Indeed, I was told, it is. I didn't hang up though. I'm too
paranoid experienced. I pressed a bit more. The pleasant representative let slip that there
was one catch.
When she said this, I swear I heard her pray that the call recording would go unheard, lest her children go unfed. Imagination, I'm sure.
The
catch is that the claim will always be initially denied. It will, however, be promptly paid after a customer calls to "Appeal". If a customer doesn't appeal, however, they will have to pay the claim themselves.
I am pretty sure I know how this scam came to be.
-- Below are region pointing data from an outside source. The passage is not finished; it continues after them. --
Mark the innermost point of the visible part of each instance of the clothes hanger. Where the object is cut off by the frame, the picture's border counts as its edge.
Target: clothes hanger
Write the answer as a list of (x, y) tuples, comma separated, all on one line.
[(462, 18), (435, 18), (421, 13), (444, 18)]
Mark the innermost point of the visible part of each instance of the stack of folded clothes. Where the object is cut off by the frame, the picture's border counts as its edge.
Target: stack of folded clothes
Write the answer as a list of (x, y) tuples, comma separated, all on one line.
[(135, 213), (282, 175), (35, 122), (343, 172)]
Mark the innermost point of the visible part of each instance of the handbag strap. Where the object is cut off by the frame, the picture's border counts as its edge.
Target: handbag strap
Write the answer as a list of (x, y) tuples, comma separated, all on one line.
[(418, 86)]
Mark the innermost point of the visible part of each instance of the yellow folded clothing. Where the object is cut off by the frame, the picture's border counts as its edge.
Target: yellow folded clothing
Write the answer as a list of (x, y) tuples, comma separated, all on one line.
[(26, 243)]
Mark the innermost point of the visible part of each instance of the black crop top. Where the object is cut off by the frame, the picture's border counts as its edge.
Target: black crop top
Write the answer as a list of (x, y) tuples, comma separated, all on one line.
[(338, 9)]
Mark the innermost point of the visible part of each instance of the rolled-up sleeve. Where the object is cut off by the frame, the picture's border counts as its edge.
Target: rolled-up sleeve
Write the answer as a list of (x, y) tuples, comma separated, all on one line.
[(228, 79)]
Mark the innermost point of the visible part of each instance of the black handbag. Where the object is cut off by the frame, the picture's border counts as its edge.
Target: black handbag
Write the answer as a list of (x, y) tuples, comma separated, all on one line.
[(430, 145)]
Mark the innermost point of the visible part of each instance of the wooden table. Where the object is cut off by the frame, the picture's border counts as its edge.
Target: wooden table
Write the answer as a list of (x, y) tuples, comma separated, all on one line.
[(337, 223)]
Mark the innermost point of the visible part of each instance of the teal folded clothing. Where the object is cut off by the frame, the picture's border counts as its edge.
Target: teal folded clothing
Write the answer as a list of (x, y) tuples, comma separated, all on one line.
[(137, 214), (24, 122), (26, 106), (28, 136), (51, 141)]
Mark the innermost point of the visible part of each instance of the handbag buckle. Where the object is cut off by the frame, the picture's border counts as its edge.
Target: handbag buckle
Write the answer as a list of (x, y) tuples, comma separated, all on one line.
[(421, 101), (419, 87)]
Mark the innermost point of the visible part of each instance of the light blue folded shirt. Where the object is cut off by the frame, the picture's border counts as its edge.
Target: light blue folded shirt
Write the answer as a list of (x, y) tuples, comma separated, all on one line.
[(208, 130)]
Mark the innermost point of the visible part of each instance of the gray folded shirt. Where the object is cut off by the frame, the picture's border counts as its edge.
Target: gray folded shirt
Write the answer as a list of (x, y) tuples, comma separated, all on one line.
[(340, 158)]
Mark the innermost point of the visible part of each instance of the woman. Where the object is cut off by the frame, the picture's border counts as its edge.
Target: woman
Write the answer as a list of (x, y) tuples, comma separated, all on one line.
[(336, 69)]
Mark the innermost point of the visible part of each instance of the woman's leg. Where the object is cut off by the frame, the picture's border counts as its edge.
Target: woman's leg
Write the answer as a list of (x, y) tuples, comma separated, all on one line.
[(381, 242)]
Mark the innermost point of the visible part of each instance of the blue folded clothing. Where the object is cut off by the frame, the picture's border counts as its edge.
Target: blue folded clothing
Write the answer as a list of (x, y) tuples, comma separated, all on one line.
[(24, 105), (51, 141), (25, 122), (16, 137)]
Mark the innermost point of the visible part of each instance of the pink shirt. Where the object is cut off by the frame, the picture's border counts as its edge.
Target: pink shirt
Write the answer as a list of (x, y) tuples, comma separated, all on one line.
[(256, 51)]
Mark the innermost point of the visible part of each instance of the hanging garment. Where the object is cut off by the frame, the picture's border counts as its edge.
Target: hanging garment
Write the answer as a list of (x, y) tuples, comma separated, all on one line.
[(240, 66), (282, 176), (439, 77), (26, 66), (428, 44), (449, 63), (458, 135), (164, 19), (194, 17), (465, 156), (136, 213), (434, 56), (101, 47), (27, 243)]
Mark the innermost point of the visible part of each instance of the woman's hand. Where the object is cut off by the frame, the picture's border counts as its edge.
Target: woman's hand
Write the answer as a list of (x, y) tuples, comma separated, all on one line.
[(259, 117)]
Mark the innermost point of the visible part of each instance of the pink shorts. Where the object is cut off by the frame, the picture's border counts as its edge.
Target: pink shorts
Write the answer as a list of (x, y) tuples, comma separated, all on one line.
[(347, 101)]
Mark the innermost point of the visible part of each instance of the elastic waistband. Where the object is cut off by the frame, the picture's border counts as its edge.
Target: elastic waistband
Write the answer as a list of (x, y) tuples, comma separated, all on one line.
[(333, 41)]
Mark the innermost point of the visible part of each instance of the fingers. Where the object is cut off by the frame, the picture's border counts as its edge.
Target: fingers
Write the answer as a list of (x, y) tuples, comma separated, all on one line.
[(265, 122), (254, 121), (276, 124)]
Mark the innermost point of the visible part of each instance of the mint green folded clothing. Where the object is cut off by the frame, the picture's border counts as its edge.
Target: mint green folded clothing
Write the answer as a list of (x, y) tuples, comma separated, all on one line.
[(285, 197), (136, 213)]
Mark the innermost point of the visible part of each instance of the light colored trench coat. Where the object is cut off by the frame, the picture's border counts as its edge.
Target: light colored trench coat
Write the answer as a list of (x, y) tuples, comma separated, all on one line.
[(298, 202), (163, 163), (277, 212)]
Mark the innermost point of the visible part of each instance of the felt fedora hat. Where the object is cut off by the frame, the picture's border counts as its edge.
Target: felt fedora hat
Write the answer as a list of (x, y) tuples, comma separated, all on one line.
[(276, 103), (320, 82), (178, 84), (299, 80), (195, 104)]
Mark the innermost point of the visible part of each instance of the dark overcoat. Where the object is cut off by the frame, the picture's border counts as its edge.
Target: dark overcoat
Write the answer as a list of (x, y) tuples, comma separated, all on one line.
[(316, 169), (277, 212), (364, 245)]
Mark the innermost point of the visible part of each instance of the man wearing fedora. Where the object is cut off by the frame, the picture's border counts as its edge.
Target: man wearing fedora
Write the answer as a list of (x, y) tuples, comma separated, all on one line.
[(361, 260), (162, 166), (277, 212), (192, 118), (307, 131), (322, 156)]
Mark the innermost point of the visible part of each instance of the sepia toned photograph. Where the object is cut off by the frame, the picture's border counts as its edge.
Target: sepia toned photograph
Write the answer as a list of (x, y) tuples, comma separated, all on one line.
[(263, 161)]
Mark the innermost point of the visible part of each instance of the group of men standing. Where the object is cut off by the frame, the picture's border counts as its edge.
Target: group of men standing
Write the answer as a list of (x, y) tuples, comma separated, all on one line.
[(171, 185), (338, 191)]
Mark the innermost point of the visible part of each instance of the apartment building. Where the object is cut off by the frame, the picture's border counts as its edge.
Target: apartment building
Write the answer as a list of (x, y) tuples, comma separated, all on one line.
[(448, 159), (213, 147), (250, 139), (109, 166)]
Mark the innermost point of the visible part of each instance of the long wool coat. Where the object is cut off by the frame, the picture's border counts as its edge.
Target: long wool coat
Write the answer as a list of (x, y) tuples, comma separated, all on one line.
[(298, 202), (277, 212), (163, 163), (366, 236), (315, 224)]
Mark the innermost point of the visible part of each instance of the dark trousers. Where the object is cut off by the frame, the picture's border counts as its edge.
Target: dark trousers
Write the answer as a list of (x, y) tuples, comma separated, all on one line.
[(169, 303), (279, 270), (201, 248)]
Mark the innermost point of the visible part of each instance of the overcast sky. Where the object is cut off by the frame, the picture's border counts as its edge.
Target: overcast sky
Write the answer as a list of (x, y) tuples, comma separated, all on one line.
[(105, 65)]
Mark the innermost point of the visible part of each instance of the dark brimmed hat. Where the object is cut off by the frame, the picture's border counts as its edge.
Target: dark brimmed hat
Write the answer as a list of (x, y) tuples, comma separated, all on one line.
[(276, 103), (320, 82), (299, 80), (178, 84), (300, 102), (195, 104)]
The plan I'm in was, I believe, once part of a small consumer-driven healthcare plan startup that was acquired by a larger company. The two companies would have had different IT systems. The larger company probably outsourced IT integration, but, as often happens, I expect that didn't go well.
If I'm right then Anthem still doesn't have the right software to manage our kind of plan. When Anthem receives a claim, the software must choose between paying for claims that should be denied, or denying claims that should be paid.
You can imagine how long it took to make that decision, and how different the outcome would be with different incentives.
Since they really aren't crooks, just regular people in a hard job, they wrote Appeals process documentation so their agents would pay on Appeal. Probably 95% of their customers do appeal.
Five percent or so, however, probably don't appeal. They pay, or go bankrupt, or whatever. That five percent is pure margin. That margin probably made someone a VP.
Fixing the problem would unmake a VP. There's no money for IT anyway.
And so it goes.
It's a scam, but there's no intelligent designer. Just evolution in action. Health insurance companies can't help but be evil. It's in their incentives.